Australian retired television anchor, journalist and radio broadcaster (born 1944)

Steve Liebmann (born 4 May 1944) is an Australian retired television presenter, journalist and radio broadcaster.

Liebmann is best known for co-hosting Today on the Nine Network between 1982 and 1986, and again from 1990 to 2005.

==Early life and career==
Born in Cooma, New South Wales, he attended Monaro High School. He became a journalist in Cooma on Radio 2XL while still in high school. He hosted "Teen Scene" from 5:30 pm to 6:00pm on week days, playing the latest records.

Liebmann relocated to Canberra in 1962 and worked at radio 2CA, before moving to Sydney later in 1962 to take up a position with radio station 2UE. He presented an afternoon news and public affairs program on the station which became the top show in its timeslot. He eventually became director of news and public affairs at the station.

In 1976, he left to join 2SM, and also became the host of Seven's 11AM program, as well as anchoring the station's Sydney evening news. He hosted the Willesee program on several occasions.

As a journalist Liebmann wrote articles for The Bulletin and Men In Vogue.

==Today show==
Liebmann joined the Nine Network in late 1981, to become the inaugural co-host of the national breakfast show Today, alongside Sue Kellaway, staying with the program until the end of 1986, when he joined the Ten Network to anchor TEN-10 Sydney's Eyewitness News, alongside Geraldine Doogue.

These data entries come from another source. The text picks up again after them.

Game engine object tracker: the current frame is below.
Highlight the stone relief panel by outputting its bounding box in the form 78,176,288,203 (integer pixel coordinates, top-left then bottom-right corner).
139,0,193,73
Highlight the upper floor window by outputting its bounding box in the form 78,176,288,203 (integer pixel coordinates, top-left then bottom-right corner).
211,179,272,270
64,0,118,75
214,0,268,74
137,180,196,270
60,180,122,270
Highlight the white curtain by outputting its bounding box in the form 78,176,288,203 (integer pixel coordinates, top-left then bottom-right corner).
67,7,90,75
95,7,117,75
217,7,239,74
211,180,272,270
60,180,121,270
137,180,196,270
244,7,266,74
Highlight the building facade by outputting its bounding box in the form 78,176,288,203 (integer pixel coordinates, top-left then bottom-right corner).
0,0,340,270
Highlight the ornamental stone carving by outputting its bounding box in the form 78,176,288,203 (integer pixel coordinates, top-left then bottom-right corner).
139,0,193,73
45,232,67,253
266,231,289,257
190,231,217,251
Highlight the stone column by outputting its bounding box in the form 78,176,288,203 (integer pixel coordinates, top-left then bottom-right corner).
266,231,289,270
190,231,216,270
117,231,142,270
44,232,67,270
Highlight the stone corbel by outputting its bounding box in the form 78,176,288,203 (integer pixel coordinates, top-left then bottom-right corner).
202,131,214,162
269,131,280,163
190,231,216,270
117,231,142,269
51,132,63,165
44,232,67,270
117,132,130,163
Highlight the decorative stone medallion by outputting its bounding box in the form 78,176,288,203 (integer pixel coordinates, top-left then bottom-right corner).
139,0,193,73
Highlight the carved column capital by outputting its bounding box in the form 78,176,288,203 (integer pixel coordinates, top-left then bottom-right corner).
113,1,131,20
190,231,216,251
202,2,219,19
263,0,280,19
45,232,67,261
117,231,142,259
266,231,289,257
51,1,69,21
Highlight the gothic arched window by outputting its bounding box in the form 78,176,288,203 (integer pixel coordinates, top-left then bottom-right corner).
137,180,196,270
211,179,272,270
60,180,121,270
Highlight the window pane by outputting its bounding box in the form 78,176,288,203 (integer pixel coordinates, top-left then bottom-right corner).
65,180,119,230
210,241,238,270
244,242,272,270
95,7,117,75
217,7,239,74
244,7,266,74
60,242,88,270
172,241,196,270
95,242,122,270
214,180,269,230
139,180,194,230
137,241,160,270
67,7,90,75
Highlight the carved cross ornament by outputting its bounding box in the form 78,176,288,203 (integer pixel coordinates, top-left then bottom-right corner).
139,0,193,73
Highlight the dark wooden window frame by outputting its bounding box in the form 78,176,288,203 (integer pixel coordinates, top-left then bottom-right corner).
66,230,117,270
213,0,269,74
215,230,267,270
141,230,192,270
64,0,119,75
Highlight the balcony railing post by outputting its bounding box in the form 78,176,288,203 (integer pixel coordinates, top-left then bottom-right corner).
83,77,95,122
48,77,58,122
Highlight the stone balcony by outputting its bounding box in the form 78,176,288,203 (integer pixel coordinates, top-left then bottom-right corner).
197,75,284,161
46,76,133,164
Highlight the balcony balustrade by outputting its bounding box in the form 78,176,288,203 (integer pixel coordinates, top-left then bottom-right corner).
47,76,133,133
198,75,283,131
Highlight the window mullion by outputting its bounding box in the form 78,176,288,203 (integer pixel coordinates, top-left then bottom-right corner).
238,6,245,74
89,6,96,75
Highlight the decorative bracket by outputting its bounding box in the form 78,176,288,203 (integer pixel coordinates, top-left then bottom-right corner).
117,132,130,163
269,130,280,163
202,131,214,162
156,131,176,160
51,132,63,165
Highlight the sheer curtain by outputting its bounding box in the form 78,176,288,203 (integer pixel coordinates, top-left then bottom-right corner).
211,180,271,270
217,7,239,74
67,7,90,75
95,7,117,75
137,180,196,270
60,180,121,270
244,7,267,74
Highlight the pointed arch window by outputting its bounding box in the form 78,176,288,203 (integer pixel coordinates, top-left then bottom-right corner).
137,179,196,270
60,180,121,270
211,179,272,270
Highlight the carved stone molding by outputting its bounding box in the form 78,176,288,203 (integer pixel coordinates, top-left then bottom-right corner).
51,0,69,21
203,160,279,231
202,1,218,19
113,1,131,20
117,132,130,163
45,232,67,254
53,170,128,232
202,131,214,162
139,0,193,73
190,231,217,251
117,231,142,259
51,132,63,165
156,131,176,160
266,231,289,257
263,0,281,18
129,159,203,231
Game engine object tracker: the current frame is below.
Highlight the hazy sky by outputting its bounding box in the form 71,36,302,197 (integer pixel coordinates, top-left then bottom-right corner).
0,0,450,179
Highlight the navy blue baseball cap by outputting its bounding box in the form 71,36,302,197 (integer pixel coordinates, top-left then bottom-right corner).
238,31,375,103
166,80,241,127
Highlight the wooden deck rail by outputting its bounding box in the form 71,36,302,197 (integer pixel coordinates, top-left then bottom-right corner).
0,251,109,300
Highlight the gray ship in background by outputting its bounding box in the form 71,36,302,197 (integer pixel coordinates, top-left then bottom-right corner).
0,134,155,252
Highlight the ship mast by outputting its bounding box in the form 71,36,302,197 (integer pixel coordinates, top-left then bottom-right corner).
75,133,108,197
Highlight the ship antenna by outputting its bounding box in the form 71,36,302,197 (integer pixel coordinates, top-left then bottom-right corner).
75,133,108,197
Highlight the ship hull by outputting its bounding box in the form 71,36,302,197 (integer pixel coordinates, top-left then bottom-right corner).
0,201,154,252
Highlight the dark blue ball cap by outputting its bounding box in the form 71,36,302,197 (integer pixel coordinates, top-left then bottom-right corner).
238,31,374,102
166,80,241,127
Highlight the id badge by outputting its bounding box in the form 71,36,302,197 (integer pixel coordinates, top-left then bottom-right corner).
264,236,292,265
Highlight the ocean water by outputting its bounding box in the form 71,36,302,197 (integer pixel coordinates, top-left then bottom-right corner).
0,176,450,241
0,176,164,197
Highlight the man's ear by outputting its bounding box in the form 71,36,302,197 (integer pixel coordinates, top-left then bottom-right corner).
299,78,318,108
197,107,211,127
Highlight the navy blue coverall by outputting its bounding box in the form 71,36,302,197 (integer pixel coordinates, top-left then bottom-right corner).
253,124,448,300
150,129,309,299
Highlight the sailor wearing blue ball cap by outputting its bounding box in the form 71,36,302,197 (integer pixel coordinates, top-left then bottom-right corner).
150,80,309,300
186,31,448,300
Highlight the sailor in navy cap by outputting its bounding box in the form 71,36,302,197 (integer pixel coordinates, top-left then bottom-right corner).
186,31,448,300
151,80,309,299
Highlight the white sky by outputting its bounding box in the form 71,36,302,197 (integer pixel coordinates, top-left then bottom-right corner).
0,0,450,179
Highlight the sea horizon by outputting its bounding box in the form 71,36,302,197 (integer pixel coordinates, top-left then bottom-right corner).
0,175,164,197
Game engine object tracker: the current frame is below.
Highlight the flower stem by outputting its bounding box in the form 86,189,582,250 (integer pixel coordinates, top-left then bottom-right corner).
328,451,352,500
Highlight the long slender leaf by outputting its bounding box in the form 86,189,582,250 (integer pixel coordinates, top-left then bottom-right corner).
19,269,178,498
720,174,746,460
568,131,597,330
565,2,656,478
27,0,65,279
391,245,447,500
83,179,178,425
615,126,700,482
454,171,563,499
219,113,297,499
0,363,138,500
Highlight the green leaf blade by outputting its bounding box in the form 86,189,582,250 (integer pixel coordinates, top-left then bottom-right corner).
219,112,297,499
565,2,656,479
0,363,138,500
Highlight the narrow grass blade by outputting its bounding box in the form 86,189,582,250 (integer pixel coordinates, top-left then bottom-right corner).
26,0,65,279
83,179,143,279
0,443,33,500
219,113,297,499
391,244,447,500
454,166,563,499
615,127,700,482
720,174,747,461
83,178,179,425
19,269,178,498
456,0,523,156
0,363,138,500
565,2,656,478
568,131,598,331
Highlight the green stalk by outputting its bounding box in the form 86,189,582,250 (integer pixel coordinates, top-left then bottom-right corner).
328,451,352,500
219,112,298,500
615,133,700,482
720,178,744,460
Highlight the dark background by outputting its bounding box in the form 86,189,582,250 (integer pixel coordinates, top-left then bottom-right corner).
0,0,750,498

He rejoined Today in 1990 and remained at the Nine Network, presenting the program across Australia five days a week, until February 2005. He cited a mild heart attack as the reason for his retirement from the show at the age of 60. he was replaced by National Nine News US Correspondent Karl Stefanovic.

After leaving the program, Liebmann expressed disappointment to an AAP journalist about the content and format of Today under its new management, saying it had become a "poor imitation" of its Seven Network rival, Sunrise.

==TV presenting – other programs==
During 2002 and 2003, Liebmann appeared on television in a counter-terrorism advertising campaign on behalf of the Australian government.

He presented Ten Weekend News in Sydney during 2006, and hosted Crime Investigation Australia on Foxtel, focusing on infamous Australian crimes. He also had a contract with 2UE, as well as doing some corporate work and public speaking.

In December 2009, Liebmann replaced Steve Price as Morning Show host on 2UE, but resigned in November 2010.

==Awards and recognition==
Liebmann is the recipient of several journalistic awards, including the "News Presenter of the Year" from the Australian Commercial Radio Industry and the Penguin Award for Special Recognition for Contribution to News.

He was awarded the Medal of the Order of Australia in the 2023 Australia Day Honours.